30. Juni 2014 von 12:30 – 14:00 Uhr

Ort: S4 14 CASED, room 5.3.01

Dozent/-in: Carel L. van Rooyen, Master of Technology (University of South Africa)

Recent developments in the field of OSS deployments have led to a renewed interest in the vulnerabilities as attack vector through zero day exploits, neglected software upgrade cycles and the vulnerability of unhardened turnkey third-party OSS deployments.

This study aims to answer firstly ’What are the specific versions of the identifiable OSS currently used (Use profile) in the ZA namespace?’, and secondly ’What risks are associated (Risk profile) with the versions identified previously?’

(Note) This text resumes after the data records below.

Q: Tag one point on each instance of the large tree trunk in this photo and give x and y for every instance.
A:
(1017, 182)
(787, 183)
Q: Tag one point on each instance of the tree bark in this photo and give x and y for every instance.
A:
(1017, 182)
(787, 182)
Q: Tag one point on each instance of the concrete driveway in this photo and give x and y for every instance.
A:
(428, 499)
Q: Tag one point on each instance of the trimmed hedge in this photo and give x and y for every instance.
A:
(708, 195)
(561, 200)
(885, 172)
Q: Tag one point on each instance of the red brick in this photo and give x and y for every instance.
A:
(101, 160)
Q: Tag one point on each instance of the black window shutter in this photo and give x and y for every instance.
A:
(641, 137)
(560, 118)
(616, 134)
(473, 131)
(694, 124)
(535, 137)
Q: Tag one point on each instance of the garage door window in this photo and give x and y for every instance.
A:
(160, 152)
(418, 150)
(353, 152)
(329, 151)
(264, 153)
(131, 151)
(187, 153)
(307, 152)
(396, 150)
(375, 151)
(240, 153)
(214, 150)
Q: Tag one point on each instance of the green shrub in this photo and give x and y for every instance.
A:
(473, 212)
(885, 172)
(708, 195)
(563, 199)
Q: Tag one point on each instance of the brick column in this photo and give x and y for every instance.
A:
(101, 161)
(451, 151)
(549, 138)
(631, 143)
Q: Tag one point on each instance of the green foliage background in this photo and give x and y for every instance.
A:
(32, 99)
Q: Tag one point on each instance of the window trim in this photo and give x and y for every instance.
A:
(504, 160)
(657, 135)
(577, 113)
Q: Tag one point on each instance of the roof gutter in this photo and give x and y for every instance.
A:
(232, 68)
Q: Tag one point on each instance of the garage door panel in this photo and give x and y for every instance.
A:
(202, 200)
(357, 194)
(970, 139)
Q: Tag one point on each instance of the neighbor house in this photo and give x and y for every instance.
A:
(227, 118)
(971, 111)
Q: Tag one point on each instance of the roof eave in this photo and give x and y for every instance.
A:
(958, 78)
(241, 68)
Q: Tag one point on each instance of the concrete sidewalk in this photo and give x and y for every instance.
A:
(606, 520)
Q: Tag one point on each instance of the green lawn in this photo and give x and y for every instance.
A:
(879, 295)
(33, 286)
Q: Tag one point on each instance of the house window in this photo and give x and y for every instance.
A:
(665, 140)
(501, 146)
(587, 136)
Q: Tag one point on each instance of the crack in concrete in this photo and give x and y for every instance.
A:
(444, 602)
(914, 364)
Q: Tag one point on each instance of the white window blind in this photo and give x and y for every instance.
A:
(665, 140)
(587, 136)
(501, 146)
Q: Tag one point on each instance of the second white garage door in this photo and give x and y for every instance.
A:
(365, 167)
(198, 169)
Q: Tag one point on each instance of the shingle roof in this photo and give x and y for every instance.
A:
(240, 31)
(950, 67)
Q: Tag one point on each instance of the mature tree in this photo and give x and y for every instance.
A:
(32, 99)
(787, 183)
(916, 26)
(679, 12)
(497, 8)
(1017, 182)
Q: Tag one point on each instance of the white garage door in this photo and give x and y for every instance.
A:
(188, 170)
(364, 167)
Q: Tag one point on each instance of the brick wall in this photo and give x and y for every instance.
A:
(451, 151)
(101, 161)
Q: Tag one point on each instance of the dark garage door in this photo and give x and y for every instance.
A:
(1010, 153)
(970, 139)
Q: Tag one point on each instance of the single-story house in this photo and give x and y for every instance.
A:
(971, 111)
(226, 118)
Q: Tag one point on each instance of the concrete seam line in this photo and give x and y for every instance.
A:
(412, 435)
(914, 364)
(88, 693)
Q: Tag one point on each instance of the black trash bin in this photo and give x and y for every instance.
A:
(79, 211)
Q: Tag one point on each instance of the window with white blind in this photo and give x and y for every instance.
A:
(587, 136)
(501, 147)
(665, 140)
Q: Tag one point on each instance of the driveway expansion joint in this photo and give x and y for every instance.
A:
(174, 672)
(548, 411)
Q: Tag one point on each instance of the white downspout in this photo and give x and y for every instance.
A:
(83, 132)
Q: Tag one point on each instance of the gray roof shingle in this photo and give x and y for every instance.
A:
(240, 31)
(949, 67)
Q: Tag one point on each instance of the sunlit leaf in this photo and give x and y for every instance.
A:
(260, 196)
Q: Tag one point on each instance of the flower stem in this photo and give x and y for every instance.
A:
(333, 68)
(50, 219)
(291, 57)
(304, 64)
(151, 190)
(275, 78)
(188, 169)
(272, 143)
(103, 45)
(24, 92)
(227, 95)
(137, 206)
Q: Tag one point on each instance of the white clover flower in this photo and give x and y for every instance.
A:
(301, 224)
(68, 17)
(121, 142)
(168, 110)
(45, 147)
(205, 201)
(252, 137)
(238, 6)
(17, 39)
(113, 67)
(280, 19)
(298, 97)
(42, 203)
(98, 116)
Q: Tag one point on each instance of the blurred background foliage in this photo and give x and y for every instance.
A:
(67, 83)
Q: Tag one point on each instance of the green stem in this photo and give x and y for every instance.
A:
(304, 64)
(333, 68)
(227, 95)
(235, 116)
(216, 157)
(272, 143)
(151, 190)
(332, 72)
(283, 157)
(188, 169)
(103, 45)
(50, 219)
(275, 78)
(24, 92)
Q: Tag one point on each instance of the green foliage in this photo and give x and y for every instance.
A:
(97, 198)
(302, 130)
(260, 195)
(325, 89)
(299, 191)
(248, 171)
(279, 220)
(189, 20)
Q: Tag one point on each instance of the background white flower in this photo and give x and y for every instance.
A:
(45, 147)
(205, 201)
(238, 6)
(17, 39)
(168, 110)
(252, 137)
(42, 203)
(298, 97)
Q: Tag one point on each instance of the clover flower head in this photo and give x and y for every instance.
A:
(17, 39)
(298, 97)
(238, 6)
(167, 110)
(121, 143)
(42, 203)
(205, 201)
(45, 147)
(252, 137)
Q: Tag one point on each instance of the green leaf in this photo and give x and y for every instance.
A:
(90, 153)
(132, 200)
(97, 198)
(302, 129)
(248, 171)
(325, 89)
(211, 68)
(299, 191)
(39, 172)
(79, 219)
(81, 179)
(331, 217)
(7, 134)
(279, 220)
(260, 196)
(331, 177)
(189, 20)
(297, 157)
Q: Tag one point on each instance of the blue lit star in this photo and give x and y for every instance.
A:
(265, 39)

In addition to evaluation methods for the white box identification of active OSS on .za domains, an instrument is built and used for OSS fingerprinting, after which version identification data is connected to existing vulnerability databases. This establishes a reference for unmanaged version control and the associated risk. The top ten OSS Content Management System (CMS) and blog systems are evaluated.

In conclusion, the study gives a broad descriptive overview of .za domain software use followed by statistical testing of vulnerabilities for the top OSS packages. Suggestions are made for future research with notes from the instrument evaluation and development, in addition to scan safety and infrastructure recommendations being discussed.